The life sciences fund could help research into vaccines and treatment for diseases such as malaria, tuberculosis and HIV/AIDS, said Jim Gore, chief operating officer of the Seattle Biomedical Research Institute. Especially for diseases that primarily hurt Third World countries, Gore said it can be tough to find investors willing to help transform raw discoveries into finished medicines.

“It’s surprising how the absence of a very small amount of funds to translate research discoveries into applications has been a hurdle,” Gore said. He said the life sciences fund should help “a very wide range of currently unfunded but potentially very valuable and productive research efforts.”

The bill passed by just one vote in the Senate, and only after heavy lobbying by Gregoire. Republicans had added a human cloning ban to the bill, but the state House stripped it out, and most Senate Republicans wouldn’t support the bill without it.

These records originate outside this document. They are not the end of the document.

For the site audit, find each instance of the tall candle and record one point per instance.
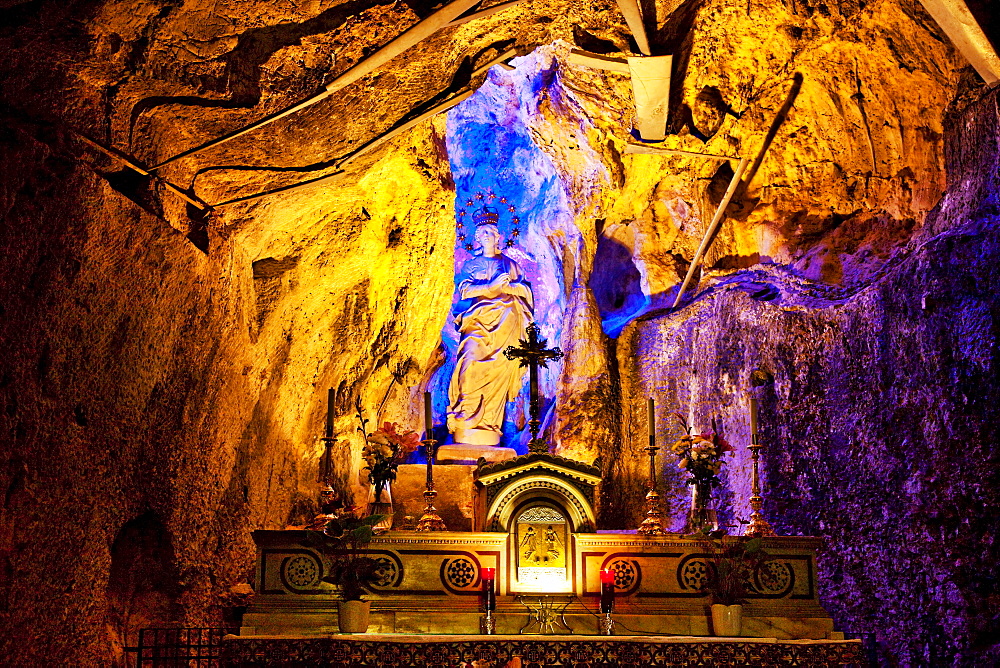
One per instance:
(330, 397)
(607, 591)
(428, 417)
(650, 419)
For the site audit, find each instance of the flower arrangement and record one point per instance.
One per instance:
(345, 541)
(701, 456)
(731, 569)
(385, 449)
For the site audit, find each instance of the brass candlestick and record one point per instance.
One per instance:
(653, 524)
(758, 525)
(326, 459)
(430, 520)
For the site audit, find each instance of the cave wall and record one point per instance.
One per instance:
(171, 369)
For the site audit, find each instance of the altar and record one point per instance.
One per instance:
(534, 533)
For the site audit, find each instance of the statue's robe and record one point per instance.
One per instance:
(484, 380)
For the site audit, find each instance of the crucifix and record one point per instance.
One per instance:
(534, 354)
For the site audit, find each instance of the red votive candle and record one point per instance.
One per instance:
(607, 590)
(489, 589)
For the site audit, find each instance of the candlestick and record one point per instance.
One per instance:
(325, 473)
(488, 623)
(650, 419)
(758, 526)
(653, 524)
(606, 624)
(330, 400)
(430, 520)
(428, 417)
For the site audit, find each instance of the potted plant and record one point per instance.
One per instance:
(731, 567)
(344, 542)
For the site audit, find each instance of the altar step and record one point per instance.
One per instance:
(518, 651)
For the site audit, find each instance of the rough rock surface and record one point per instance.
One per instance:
(163, 373)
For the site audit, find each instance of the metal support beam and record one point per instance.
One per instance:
(968, 37)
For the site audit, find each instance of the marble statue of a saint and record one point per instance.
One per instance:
(494, 308)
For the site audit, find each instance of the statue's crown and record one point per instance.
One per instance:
(486, 216)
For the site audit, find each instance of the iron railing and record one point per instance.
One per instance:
(190, 647)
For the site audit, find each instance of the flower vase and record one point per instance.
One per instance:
(702, 517)
(727, 620)
(380, 503)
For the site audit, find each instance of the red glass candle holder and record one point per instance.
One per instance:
(607, 591)
(489, 589)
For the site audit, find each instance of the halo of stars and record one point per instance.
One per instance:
(486, 198)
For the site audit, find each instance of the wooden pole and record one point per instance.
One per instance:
(414, 35)
(633, 17)
(716, 220)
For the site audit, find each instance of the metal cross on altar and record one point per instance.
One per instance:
(533, 354)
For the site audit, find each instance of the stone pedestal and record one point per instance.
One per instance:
(465, 453)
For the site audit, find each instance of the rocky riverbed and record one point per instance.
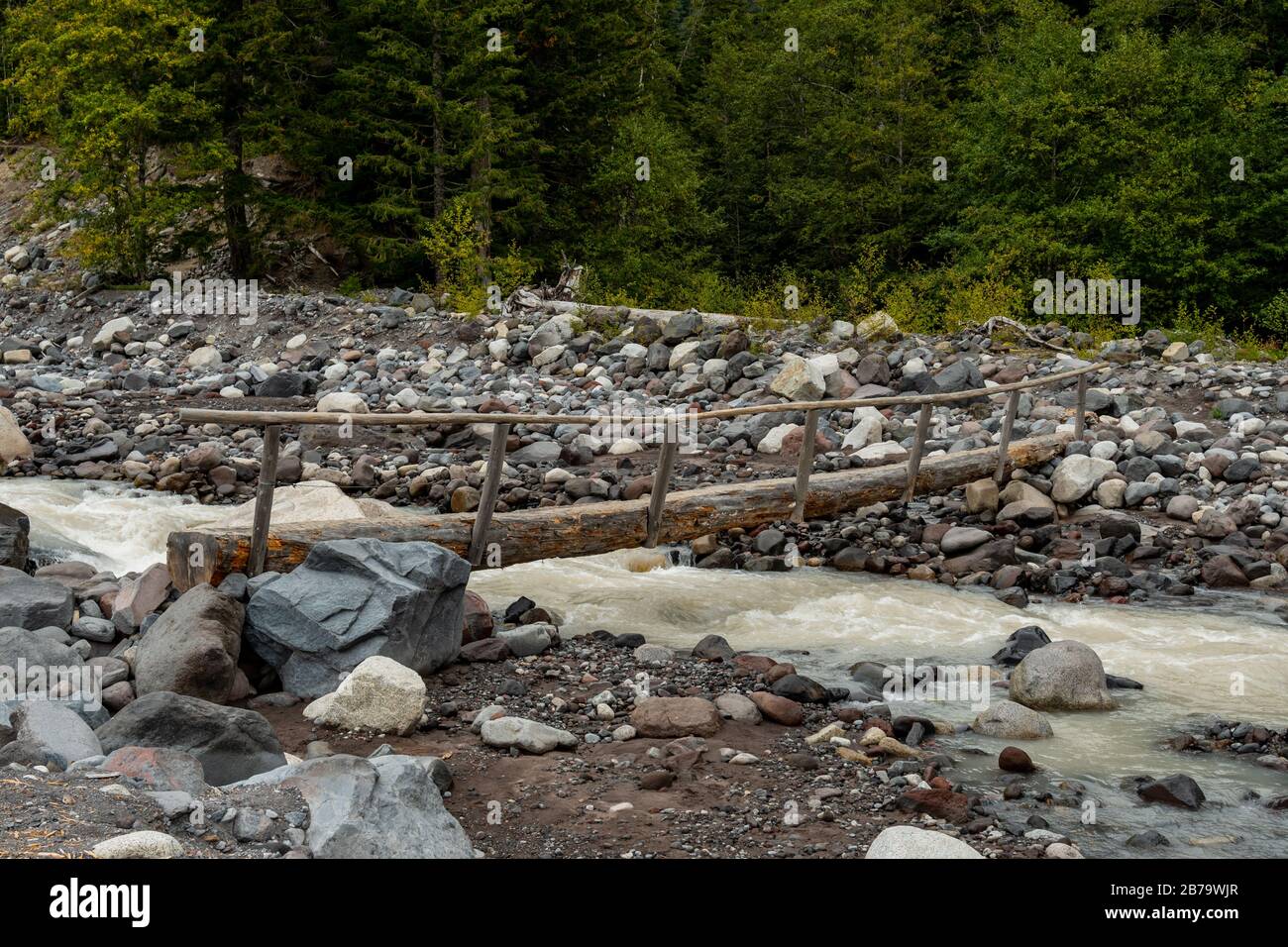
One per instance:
(374, 684)
(1180, 482)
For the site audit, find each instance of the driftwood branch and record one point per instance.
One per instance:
(991, 326)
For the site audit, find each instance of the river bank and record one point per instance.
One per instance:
(822, 621)
(1158, 544)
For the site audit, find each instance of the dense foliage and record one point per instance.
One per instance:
(931, 158)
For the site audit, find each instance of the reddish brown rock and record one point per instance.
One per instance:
(159, 768)
(778, 709)
(675, 716)
(485, 650)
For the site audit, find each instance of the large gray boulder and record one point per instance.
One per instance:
(1012, 720)
(910, 841)
(30, 602)
(356, 598)
(14, 538)
(387, 806)
(52, 725)
(230, 742)
(193, 647)
(1063, 676)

Sen. Joyce Mulliken, R-Ephrata, said during her floor speech that the private and public money should be separated, so that taxpayers didn’t end up paying for research they didn’t agree with, such as embryonic stem cell research.

The bill’s supporters praised Gregoire’s tenacity in fighting for the measure.

“This bill wouldn’t have made it out if the governor didn’t personally intervene,” said Rep. Jeff Morris, D-Anacortes.

Gregoire’s next task will be to appoint a board that will decide which researchers get grants from the life sciences fund.